I could not keep the smile in place. A quick image came to mind of all the little tombstones I knew, their carved baby faces couched by feathered wings above engraved names. “It is not in God’s goodwill for people to fly, Gwenny. That is for birds. People have something much more important to do.”
“What? Sewing and numbers and weaving?”
“Perhaps.” I heard the door open below.
Gwenny sat up and said, “Papa!”
I heard no familiar voices. In fact, no voices at all. “No doubt the door simply blew open. Keep quiet and let the other children sleep, now. You should be asleep, yourself. You stay here and I will go and help him and Grandpa off with their wet things. You keep my spot warm, all right?”
“I shall, Ma.”
“Good girl.
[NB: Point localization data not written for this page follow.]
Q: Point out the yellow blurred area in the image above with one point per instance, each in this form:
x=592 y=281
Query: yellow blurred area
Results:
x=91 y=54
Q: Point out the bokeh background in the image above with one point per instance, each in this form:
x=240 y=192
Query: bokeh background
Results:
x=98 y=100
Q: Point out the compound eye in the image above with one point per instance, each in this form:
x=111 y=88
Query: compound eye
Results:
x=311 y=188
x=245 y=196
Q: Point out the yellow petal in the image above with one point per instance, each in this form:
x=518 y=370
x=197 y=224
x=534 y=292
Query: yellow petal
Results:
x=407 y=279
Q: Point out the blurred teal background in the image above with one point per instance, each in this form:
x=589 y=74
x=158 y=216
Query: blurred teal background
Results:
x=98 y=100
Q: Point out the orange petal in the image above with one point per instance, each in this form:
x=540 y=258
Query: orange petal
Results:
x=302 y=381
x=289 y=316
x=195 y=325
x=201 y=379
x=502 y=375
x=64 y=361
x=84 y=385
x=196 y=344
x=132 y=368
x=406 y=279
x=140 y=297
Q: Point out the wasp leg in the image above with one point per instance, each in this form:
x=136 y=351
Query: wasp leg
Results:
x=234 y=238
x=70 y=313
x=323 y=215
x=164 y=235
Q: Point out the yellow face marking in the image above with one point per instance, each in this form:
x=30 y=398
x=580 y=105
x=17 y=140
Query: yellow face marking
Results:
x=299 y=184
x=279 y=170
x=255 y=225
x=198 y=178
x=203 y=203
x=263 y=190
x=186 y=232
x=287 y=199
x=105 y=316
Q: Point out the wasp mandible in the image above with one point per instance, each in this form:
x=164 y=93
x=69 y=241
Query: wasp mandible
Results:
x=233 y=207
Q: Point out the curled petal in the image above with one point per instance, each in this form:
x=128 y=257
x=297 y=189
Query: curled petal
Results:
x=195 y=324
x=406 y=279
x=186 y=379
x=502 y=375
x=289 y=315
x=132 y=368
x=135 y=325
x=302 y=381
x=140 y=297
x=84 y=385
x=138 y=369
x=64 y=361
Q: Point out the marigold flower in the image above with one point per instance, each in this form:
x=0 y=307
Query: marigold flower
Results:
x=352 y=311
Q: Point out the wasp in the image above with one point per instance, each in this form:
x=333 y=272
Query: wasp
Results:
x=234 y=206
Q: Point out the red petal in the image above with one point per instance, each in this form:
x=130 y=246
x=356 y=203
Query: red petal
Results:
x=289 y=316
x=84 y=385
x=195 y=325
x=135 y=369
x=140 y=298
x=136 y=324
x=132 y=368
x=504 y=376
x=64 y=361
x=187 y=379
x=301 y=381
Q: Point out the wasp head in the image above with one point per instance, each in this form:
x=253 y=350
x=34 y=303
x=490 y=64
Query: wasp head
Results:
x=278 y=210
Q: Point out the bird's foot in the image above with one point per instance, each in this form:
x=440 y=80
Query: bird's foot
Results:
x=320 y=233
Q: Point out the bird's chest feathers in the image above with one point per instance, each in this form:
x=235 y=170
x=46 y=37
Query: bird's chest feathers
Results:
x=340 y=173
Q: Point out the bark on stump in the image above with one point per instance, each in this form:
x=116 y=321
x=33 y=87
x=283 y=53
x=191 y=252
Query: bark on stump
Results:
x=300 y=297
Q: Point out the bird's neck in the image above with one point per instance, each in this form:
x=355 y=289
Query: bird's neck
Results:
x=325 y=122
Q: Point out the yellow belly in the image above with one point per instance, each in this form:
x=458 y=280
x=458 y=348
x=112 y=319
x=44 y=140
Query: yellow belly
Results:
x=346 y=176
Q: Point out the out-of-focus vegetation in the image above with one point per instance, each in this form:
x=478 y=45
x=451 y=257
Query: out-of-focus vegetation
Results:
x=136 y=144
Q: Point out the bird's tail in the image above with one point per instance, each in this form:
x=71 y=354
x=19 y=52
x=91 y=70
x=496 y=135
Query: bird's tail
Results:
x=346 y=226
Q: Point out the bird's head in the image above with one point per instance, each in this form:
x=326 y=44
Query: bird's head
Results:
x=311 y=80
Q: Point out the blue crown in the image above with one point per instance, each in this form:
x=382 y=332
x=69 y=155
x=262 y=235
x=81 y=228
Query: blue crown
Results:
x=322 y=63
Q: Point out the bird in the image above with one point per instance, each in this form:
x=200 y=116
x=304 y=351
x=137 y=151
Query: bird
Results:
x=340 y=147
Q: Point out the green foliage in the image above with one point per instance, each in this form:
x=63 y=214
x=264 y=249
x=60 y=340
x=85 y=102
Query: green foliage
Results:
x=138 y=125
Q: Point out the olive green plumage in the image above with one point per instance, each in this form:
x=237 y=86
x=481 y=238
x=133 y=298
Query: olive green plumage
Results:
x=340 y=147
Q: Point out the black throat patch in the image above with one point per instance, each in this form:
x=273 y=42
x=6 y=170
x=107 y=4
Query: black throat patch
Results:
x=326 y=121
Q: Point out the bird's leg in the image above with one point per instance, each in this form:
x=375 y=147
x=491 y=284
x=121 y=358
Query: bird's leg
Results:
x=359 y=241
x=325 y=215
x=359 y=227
Bless you, my Gwenny. I will be right back.” Then I left with a single candle, leaving one alight in the room over the heads of our dear little ones. I crept down the stairs holding my breath and trying to make no sound at all. At the foot of it I peered into the parlor. Two large figures crouched before my fire. I spoke no word. My hands trembled at my lips.
One of them straightened up. “Colly-waddler,” he said. “Pure colly-waddler.”
“Jacob?” I whispered, now mindful of the children.
The other man turned. Cullah. “Oh,” I cried, and ran to him, setting the candle upon the table before I flew into his arms. “I was so frightened.”
He smiled down at me, pulling off his cap and cloak. “Now, Resolute, I told you where I was gone. You didn’t expect me to trudge uphill in mud from one little house to my own in the black of night in the middle of a storm, did you?”